Poloxamer-188 (P-188) abolished stress-induced Ca²⁺ signals and prevented membrane microruptures in mdx cardiac myocytes. (A) Time-course of normalized fluorescence from fluo-3 in mdx myocytes (black circles) (n = 7 cells) and in mdx cells pretreated with 150 µM P-188 (white circles) (n = 7 cells). (B) Mean Ca²⁺ related fluorescence of cardiomyocytes recorded during 90 s after the osmotic challenge (from A) in control mdx (black bar) and mdx cells pretreated with P-188 (white bar). (C) Fluorescence images of cardiomyocytes continuously perfused with the lipophilic dye FM1-43 (2.4 µM) to detect transient membrane microruptures. The first images (Ca) were obtained before the stress. The second row of images (Cb) were captured 160 s after the osmotic challenge. Experiments were carried out with WT myocytes, mdx cells under control conditions and in the presence of 150 µM P-188. The bottom row of images (Cc) represents the difference (b – a). (D) Statistical analysis of the data as the fluorescence increase measured over the entire area of cardiomyocytes in WT, mdx and mdx cells pretreated with 150 µM P-188 (n = 18 cells for WT, n = 23 cells for mdx control, n = 13 cells for mdx with P188).
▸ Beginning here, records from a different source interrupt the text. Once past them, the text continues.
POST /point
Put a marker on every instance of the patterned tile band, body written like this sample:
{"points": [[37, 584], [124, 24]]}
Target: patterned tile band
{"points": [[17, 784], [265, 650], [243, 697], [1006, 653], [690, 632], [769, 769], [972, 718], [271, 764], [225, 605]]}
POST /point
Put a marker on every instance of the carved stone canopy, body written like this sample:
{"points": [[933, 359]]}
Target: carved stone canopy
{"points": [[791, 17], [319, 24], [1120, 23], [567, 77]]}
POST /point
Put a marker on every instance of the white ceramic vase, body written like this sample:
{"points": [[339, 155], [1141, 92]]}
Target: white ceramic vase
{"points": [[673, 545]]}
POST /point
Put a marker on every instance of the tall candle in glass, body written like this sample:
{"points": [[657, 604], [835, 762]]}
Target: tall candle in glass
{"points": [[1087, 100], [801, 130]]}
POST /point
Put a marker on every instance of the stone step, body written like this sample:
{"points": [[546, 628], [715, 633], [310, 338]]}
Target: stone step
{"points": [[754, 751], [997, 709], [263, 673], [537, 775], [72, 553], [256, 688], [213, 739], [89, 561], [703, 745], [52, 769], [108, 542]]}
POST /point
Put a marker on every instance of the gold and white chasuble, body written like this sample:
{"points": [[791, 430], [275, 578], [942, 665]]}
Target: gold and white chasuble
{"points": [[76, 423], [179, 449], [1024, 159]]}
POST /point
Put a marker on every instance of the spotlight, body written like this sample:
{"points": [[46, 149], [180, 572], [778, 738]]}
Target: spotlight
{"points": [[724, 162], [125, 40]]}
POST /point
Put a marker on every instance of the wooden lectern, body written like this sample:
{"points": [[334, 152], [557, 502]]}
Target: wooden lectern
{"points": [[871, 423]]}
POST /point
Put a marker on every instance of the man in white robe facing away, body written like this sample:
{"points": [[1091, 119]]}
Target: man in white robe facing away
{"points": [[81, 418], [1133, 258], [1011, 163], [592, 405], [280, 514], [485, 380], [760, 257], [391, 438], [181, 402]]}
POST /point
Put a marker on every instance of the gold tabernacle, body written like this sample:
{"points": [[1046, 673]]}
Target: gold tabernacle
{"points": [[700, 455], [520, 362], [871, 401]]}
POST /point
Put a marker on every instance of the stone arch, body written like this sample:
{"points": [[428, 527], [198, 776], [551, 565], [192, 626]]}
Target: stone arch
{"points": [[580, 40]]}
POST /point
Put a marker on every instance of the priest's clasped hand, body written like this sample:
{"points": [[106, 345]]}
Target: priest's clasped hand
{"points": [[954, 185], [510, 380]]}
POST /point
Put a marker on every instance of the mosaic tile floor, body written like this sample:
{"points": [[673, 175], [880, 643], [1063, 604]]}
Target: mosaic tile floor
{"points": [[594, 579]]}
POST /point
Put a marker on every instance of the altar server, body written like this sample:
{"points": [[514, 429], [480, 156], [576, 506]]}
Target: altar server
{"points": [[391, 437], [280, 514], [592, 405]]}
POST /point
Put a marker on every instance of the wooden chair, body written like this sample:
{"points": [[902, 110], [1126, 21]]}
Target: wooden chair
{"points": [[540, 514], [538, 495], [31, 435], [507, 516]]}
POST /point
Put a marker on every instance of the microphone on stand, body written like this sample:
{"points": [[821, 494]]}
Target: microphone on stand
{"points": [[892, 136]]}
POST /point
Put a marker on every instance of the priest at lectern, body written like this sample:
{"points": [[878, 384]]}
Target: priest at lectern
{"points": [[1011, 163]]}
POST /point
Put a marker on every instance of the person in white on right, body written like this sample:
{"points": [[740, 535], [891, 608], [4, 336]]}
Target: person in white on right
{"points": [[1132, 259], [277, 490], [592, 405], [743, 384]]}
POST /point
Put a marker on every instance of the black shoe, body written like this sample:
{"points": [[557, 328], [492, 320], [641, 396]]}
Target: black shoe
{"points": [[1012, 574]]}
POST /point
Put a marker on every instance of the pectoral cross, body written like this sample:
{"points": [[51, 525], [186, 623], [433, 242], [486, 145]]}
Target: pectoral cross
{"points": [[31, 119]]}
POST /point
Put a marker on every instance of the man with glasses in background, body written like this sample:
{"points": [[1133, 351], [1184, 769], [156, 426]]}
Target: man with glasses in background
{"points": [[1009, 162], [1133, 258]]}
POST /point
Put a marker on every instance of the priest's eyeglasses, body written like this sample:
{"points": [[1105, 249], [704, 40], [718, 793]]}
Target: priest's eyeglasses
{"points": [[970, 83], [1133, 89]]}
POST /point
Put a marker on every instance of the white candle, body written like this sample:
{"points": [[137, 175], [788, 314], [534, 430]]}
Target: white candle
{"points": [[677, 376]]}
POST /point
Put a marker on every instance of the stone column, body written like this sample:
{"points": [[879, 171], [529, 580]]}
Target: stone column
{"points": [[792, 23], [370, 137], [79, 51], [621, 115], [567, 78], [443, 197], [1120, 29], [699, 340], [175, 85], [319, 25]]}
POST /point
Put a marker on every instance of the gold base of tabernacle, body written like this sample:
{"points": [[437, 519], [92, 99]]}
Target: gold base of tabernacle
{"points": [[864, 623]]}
Scale bars: 10 µm.

Fig. 3

Stretch-activated channel inhibitors Gd³⁺, streptomycin and GsMTx-4 significantly decreased the amplitude of stress-induced intracellular Ca²⁺ signals in mdx cardiomyocytes loaded with fluo-3. (A–C) Time-course of normalized fluorescence in mdx cells in control solution (black circle) and in mdx pretreated with an inhibitor (white circle). (A) Superfusion with 10 µM Gd³⁺, (B) with 100 µM streptomycin (C) with 5 µM GsMTx-4. (D) Mean fluorescence intensity 90 s after the application of stress in mdx cardiomyocytes (white bar) and mdx cardiomyocytes pretreated with an inhibitor (black bar) (number of cells was n = 11, 8, 19 for controls, n = 10, 14, 14 for Gd³⁺, streptomycin and GsMTx-4, respectively).

Fig. 4

Stress-induced membrane currents and ion influxes. (A) Representative intracellular Ca²⁺ signals and ionic currents produced by stress in mdx (traces a and b) and WT (traces c and d) cardiac myocytes held at −70 mV. (B) Average increase of stress-induced inward currents in mdx and WT myocytes under control conditions (no inhibitors added) and in mdx cells treated with 100 µM streptomycin or 150 µM P-188 (n= 15, 18, 18, 11 for WT, mdx, P-188 and streptomycin, respectively). (C) Changes of intracellular Na⁺ concentration elicited by osmotic swelling in mdx and in WT myocytes. (D) Relative changes in [Na⁺]_i in the WT and mdx cells determined at the end of the recording (between 110 s and 140 s after stress was applied, n=16 and 18, respectively).

Fig. 5

Ni²⁺ and KB-R7943: NCX-blockers significantly decreased the stress-induced Ca²⁺ signal amplitude. (A) and (B) Time-courses of normalized fluorescence intensity in mdx cardiomyocytes (black circles) and in mdx cardiomyocytes pretreated with an NCX inhibitor (white circles). (A) Presence of 5 mM Ni²⁺ or (B) 20 µM KB-R7943 during the stress. (C) Mean normalized fluorescence intensity after the stress in mdx myocytes under control conditions (black bar) and in the presence of an inhibitor (white bar; number of cells was n=5 and 15 for controls, n=11, 15 for Ni²⁺ and KB-R7943, respectively). (D) Sample traces of normalized Ca²⁺ signals appearing after the washout of 5 mM Ni²⁺ or 20 µM KB-R7943 as indicated by line bars.